・2.アンチモン(Sb)による土壌汚染
アンチモンの人体影響
アンチモンは心臓毒性を持つことが知られている。
また、人に対する慢性毒性として、呼吸器系の刺激症状、アンチモン斑と呼ばれる膿胞性皮疹が認められることがある。
アンチモンエアロゾルに曝露された婦人労働者に後期自然流産・未熟児出生・婦人科的問題の増加がある。アンチモンは発がん性物質である可能性がある。
アンチモンの非汚染土壌中濃度
日本各地の非汚染土壌表層土のアンチモン濃度の幾何平均値は0.37mg/kgDW(DW:乾重)である。
また、日本各地の土壌(表層土・下層土含む)のアンチモン濃度の中央値は0.65mg/kgDWである。
アンチモンの汚染土壌中濃度
もっぱらアンチモンの製錬をしている日比野金属、三国精錬、中瀬鉱山などの周辺土壌中アンチモン濃度は、幾何平均値で10.8、49.2、19.2mg/kgDW、最大値では136、277、321mg/kgDWであり、非常に高い値であった。
工場労働者は勿論、アンチモン汚染地周辺住民の健康状態の調査が必要である。
アンチモンの生産・輸入量と消費・輸出量
生産量は1970年をピークに激減し、輸入量が急増している。
アンチモンの消費量では、鉛蓄電池用、硬鉛鋳物用が若干で、三酸化アンチモンの消費量はほとんどが合成繊維の難燃剤である。
都市ゴミ中アンチモン濃度
1996年1~3月の大阪市内の都市ゴミ焼却場からの試料による分析から、アンチモン濃度は30~50mg/kgであり、これが都市ゴミ中アンチモンの平均値であると仮定すると、アンチモンの国内生産量の約20%が都市ゴミとして排出されることになる。

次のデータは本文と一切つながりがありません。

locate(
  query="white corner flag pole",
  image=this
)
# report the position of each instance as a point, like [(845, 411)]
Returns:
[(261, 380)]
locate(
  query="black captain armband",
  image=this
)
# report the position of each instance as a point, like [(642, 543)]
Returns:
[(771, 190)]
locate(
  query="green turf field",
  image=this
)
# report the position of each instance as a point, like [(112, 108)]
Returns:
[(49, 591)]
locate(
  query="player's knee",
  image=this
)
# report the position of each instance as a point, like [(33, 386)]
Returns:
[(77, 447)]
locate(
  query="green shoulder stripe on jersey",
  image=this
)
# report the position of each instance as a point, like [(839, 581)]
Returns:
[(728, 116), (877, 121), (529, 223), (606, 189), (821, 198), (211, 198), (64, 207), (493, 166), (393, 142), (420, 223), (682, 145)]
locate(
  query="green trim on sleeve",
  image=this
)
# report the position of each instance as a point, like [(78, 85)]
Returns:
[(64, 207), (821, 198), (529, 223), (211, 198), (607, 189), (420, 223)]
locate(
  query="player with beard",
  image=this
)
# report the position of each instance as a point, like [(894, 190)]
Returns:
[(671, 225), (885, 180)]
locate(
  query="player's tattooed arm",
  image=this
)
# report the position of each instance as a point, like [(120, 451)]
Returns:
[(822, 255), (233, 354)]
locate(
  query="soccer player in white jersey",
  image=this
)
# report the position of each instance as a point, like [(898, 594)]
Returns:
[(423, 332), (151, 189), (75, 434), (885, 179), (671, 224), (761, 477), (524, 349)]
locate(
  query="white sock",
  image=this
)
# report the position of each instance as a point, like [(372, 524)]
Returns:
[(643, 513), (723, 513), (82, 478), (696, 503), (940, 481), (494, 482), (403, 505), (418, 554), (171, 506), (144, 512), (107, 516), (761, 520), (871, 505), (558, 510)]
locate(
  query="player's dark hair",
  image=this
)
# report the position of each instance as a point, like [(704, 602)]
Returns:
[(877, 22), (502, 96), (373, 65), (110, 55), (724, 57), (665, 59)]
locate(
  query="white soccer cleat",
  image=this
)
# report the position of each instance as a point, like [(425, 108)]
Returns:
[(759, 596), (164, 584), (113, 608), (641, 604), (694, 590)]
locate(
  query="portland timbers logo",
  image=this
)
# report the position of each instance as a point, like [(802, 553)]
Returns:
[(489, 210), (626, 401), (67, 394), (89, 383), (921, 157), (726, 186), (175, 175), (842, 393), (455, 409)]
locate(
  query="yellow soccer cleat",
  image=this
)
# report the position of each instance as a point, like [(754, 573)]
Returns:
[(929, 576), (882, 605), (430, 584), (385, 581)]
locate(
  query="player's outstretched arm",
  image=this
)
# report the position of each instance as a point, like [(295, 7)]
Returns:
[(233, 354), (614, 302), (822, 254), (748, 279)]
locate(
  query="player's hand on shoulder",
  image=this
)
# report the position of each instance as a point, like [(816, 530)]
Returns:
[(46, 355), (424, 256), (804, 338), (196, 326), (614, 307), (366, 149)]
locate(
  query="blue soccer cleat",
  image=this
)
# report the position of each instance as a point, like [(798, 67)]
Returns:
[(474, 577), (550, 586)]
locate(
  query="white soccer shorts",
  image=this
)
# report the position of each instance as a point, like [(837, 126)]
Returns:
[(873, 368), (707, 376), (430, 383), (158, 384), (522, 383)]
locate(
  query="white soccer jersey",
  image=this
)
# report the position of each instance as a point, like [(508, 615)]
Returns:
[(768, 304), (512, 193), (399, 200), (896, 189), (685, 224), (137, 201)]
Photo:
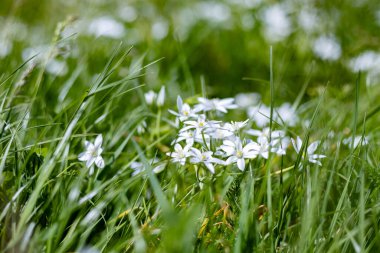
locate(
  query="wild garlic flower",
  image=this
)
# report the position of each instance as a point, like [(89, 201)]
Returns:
[(235, 126), (362, 140), (200, 125), (179, 155), (139, 167), (216, 104), (262, 147), (309, 151), (93, 153), (150, 97), (205, 158), (280, 145), (161, 97), (260, 114), (265, 133), (286, 114), (184, 110), (221, 133), (237, 153)]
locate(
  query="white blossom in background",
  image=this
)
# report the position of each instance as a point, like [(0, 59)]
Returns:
[(235, 126), (280, 145), (327, 48), (150, 97), (213, 11), (139, 167), (201, 125), (286, 114), (297, 144), (128, 13), (221, 133), (160, 29), (368, 61), (179, 155), (107, 27), (308, 19), (93, 152), (184, 110), (5, 47), (265, 133), (236, 153), (215, 104), (244, 100), (141, 127), (56, 67), (278, 141), (277, 24), (260, 115), (161, 97), (205, 158), (358, 140)]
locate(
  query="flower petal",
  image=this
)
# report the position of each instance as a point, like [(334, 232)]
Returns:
[(99, 162), (241, 164), (98, 141)]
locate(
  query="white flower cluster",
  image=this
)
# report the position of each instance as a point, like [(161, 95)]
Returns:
[(209, 142)]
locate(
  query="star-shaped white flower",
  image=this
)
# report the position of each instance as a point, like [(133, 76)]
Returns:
[(237, 153), (184, 110), (309, 151), (93, 153), (179, 155), (205, 158), (216, 104)]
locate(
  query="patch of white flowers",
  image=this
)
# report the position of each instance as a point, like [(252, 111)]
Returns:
[(213, 143)]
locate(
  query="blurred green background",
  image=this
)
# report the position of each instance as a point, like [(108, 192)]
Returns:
[(227, 41)]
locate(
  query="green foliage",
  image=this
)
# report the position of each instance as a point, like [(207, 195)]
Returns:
[(49, 202)]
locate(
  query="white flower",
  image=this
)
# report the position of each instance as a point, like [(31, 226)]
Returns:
[(280, 145), (260, 114), (180, 154), (188, 136), (309, 152), (247, 99), (221, 133), (139, 167), (106, 26), (357, 140), (217, 104), (237, 153), (200, 125), (235, 126), (205, 158), (287, 115), (93, 153), (150, 96), (275, 134), (184, 110), (161, 97), (262, 147), (277, 24)]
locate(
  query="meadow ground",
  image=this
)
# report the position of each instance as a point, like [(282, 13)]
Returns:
[(180, 126)]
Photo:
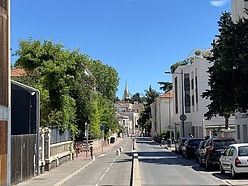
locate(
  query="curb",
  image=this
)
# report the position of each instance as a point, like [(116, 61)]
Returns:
[(74, 174)]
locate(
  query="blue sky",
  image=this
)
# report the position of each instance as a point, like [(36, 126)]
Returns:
[(139, 38)]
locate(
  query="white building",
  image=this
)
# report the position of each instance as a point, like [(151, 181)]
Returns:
[(162, 114), (189, 82)]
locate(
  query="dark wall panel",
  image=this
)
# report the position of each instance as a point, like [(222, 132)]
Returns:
[(4, 53)]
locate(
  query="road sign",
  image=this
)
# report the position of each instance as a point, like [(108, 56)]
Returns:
[(101, 127)]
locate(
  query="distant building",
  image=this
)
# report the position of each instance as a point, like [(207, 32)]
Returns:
[(126, 93), (195, 82), (162, 114)]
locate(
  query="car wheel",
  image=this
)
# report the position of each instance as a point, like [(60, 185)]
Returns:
[(234, 174), (222, 171), (207, 165), (200, 161)]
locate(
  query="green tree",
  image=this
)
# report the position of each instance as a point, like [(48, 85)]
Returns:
[(229, 72)]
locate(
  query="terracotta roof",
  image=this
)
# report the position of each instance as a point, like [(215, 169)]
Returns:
[(168, 94), (17, 72)]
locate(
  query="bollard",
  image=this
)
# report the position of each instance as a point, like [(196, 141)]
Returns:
[(121, 149), (117, 152)]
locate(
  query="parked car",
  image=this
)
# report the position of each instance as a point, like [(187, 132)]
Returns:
[(199, 150), (179, 143), (234, 159), (189, 147), (213, 148)]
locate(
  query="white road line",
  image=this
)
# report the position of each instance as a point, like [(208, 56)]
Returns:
[(102, 176), (101, 155)]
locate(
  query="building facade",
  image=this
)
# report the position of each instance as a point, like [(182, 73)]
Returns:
[(162, 114), (5, 124)]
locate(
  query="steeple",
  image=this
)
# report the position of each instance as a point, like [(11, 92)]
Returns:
[(126, 93)]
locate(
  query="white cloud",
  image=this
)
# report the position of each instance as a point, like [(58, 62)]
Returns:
[(218, 2)]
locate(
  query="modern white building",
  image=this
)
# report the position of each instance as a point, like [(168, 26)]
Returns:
[(238, 9), (189, 82), (162, 114)]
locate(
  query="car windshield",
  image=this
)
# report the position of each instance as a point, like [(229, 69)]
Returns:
[(243, 151), (194, 142), (223, 143)]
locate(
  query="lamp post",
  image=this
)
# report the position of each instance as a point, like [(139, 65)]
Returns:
[(182, 116)]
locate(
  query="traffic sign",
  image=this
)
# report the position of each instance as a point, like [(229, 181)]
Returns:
[(101, 127)]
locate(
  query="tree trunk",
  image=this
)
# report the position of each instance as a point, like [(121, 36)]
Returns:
[(226, 122)]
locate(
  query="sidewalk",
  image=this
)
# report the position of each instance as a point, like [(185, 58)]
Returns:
[(65, 171)]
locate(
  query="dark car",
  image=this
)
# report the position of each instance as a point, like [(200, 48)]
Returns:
[(199, 150), (213, 148), (179, 144), (190, 146)]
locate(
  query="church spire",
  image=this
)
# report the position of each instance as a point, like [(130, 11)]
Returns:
[(126, 93)]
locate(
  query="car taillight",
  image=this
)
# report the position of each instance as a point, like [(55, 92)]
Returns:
[(209, 149), (237, 161)]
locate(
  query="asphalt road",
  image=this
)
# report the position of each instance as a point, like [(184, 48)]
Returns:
[(160, 167), (108, 168)]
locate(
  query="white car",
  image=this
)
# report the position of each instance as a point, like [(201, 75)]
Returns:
[(235, 159)]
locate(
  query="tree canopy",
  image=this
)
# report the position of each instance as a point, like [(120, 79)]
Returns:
[(69, 96)]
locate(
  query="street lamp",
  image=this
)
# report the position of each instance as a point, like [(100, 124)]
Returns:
[(182, 116)]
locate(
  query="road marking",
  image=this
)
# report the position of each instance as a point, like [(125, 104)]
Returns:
[(101, 155), (102, 176)]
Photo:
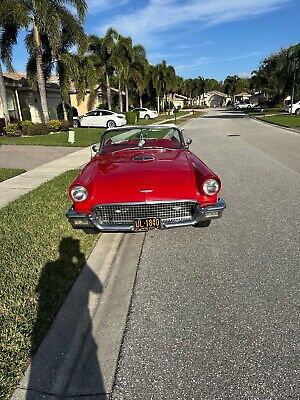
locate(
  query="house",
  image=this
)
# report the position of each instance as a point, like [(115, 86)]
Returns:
[(24, 102), (12, 98), (240, 97), (92, 99)]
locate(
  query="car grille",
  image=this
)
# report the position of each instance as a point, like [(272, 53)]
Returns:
[(169, 212)]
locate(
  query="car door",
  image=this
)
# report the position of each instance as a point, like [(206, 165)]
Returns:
[(107, 116), (90, 118)]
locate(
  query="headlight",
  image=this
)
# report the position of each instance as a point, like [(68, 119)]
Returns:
[(79, 193), (211, 186)]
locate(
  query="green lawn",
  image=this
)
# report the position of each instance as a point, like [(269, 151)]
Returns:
[(83, 138), (40, 257), (290, 121), (6, 173)]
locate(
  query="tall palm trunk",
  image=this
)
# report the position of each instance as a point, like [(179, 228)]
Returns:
[(158, 104), (40, 75), (126, 98), (3, 97), (120, 97), (108, 92)]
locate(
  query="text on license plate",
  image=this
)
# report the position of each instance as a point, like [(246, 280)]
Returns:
[(144, 224)]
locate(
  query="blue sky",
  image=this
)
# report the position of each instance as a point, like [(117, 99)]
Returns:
[(211, 38)]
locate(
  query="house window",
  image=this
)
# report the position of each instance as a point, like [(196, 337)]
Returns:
[(11, 104)]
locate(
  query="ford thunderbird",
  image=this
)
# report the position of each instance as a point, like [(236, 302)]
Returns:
[(142, 178)]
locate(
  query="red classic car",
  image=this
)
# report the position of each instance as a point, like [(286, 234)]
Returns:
[(141, 178)]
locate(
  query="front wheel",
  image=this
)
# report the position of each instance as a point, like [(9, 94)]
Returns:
[(111, 124), (203, 224), (76, 124)]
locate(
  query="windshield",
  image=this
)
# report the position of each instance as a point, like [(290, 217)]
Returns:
[(141, 138)]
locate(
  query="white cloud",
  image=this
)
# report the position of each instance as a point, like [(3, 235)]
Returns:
[(98, 5), (162, 15)]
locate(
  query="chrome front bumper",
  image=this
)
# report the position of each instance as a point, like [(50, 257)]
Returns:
[(83, 221)]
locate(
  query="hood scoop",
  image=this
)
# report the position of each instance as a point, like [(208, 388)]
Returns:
[(143, 158)]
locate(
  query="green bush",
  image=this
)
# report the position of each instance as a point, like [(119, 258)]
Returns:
[(131, 117), (13, 130), (26, 115), (38, 129), (24, 125), (54, 125), (64, 125)]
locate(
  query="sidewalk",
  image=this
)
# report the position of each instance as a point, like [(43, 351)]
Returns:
[(15, 187)]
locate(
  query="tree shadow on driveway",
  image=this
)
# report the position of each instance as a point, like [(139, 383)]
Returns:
[(58, 369)]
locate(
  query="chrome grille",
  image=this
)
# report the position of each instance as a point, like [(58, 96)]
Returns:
[(169, 212)]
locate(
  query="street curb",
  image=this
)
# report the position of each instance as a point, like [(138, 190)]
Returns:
[(272, 124), (50, 370)]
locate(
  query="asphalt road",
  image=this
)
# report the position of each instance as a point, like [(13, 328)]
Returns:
[(215, 311)]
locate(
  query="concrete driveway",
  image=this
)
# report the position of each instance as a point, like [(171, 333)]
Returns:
[(29, 157)]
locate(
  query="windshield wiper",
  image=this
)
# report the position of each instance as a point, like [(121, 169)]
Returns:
[(141, 141)]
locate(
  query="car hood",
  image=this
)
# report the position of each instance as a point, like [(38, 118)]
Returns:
[(138, 176)]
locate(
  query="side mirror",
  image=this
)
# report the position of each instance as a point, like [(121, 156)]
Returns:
[(95, 148), (188, 142)]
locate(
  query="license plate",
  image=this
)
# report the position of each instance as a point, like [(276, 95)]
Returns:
[(145, 224)]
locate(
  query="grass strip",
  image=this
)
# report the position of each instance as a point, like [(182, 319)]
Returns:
[(40, 258), (7, 173), (83, 138), (289, 121)]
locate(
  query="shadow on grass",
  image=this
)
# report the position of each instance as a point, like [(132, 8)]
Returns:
[(66, 362)]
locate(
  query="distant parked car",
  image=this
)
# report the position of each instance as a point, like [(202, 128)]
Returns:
[(99, 118), (295, 108), (244, 106), (146, 113)]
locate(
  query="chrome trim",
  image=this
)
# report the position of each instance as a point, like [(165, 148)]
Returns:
[(201, 214)]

都市ゴミ焼却場から排出されるアンチモンによる環境汚染も気になるところである。
道路脇粉じん中アンチモン濃度
道路脇粉じんにもアンチモンは含まれている。
日立市を除いては、大都市ほど道路脇粉じん中アンチモン濃度は高いようである。
道路脇粉じんは風により巻き上がり、吸気中に入る可能性がある。